A longa noite protestante no século XX oscilou com uma meia-luz, como opção, alternativa para resolver o próprio impasse. Logo após a primeira guerra a tentativa foi de tornar neutra a história, não fazendo uso dela, nem nela se apoiando. Rudolf Bultmann, que o inferno o tenha, como dizia um professor no seminário, é o teólogo que milita nesta frente e que tem maior expressão – para o bem ou para o mal como dizia o mesmo professor – quando o assunto é crítica à historicidade do Novo Testamento. Consciente do tamanho do problema que a teologia européia em alguns círculos estava prestes a empurrar para debaixo do tapete, Bultmann pensa como solução distanciar-se – não abandonar como dizem alguns – do mote central da reforma, sola scriptura, e aproximar-se do mote mais básico, sola fides. A despreocupação de Paulo com dados biográficos sobre Jesus para reforçar seus argumentos, a pouca importância em provar a historicidade dos fatos – e do texto – torna o Apóstolo o modelo do crente que abraça o Cristo pela fé. A verdade sobre o Cristo não é assunto da história, e sim da fé. Na esteira de Paulo, Bultmann é o teólogo que recoloca a mensagem de Jesus como um assunto exclusivo da fé, pois, por mais que se tenham informações precisas a respeito de sua andança pela palestina do primeiro século o que importa é saber quem pode hoje responder com fé à pregação da sua palavra. Assim, os Evangelhos – de acordo com Bultmann – foram compostos em subordinação às necessidades da pregação aos primeiros cristãos, que, acima de tudo, aceitavam-nos pela fé, e não devido à sua confiabilidade histórica.
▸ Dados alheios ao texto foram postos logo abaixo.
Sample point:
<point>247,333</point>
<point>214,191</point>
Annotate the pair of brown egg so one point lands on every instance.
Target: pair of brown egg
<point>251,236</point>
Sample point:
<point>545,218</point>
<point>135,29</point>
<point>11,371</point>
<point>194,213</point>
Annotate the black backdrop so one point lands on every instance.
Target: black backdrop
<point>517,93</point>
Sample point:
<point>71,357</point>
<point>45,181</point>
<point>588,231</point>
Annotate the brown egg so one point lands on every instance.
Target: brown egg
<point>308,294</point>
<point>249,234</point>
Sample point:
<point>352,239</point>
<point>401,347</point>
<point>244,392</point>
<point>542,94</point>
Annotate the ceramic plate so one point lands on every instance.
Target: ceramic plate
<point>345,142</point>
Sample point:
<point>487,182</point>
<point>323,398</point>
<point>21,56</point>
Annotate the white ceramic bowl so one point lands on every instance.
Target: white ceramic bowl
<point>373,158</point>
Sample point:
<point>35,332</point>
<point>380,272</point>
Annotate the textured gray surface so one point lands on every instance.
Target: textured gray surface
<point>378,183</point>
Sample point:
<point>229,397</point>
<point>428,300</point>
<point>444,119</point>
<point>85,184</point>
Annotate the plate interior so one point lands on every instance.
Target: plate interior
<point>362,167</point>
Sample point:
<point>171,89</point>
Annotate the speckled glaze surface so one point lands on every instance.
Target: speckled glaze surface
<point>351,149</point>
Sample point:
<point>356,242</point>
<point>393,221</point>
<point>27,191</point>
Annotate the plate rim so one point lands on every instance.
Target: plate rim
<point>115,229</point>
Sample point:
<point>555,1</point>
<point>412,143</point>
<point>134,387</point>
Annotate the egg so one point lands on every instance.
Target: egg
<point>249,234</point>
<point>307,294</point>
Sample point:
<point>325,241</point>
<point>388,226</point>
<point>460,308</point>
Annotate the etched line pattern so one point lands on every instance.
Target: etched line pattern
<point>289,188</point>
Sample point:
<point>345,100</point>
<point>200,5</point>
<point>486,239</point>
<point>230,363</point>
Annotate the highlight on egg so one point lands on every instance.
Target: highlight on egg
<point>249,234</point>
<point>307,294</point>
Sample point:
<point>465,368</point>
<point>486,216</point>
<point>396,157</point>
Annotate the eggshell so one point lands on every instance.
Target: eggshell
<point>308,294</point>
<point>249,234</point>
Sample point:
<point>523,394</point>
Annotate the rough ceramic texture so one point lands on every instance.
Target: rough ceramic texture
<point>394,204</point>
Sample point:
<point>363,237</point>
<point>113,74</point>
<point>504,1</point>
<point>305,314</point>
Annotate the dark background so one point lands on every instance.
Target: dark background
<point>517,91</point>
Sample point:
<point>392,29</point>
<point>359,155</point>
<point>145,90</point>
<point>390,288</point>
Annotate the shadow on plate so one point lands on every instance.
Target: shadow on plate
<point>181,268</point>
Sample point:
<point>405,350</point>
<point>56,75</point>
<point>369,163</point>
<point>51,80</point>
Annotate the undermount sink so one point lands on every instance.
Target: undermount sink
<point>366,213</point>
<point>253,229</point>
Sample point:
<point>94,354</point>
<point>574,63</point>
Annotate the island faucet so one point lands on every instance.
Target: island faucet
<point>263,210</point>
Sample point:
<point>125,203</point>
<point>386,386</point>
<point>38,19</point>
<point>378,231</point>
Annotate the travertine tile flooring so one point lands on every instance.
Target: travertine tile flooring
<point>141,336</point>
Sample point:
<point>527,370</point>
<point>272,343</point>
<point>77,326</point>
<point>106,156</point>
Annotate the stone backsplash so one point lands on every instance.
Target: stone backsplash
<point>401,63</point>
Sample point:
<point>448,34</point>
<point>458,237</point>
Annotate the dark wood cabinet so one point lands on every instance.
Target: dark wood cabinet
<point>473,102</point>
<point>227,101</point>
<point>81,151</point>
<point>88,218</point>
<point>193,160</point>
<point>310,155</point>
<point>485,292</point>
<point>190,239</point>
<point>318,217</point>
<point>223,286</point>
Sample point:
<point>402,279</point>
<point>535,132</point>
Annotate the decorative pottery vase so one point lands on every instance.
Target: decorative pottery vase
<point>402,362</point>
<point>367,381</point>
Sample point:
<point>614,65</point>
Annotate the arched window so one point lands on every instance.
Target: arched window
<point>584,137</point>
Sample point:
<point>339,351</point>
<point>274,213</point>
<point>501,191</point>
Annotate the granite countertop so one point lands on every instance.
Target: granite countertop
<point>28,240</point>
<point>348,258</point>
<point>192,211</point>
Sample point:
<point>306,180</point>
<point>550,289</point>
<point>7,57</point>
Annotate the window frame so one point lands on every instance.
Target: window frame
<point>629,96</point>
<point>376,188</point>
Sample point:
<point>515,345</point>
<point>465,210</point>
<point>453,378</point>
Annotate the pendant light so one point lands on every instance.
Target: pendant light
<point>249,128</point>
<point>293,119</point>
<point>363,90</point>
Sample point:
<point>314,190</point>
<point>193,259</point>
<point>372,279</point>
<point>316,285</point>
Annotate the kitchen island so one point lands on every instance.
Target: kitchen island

Durante o século XX e começo do XXI a afirmação que se esperava do protestantismo de direita era de que a confiabilidade do Novo Testamento não dependia da sua exatidão, da sua prova científica, mas sim de um ato de aceitação irrestrita pela fé. Dos cinco solas o sola fides é o mais rejeitado e menos acionado quando o assunto é a confiabilidade do texto Sagrado. Quer dizer, parece que com respeito a confiabilidade do texto, a fé não é tão confiável.
A crítica do Novo Testamento nas duas frentes, seja a que se manteve expurgando a crítica literária, seja a que a abraçou, não soube admirar o vitral. Quem não quis enxergar através dele, tentou encontrar algum vidro que não fosse colorido pela arte e idéia religiosa. Vidros que foram catalogados como sendo claros, transparentes, ao serem observados mais de perto se comprovou que eram partes do colorido vitral. Há duas possibilidades para o cristão diante do vitral. Uma, tentar atravessar o olhar à procura de uma historicidade que estará sempre à espera de mais uma prova, mais um argumento, mais uma data lapidada numa caixa de pedra. A outra, é contemplar o vitral, seus contrastes, sua exuberância que filtra a luz do alto e a converte em um imaginativo mosaico de cores como por um milagre, que só pode ser aceito pela fé. Dizemos com orgulho que vivemos pela fé, que rompemos em fé, que cremos pela fé, contudo, nossa atitude em relação ao documento que registra o exemplar testemunho dos nossos pais de fé é de que, para crer na palavra de Jesus não basta ter fé.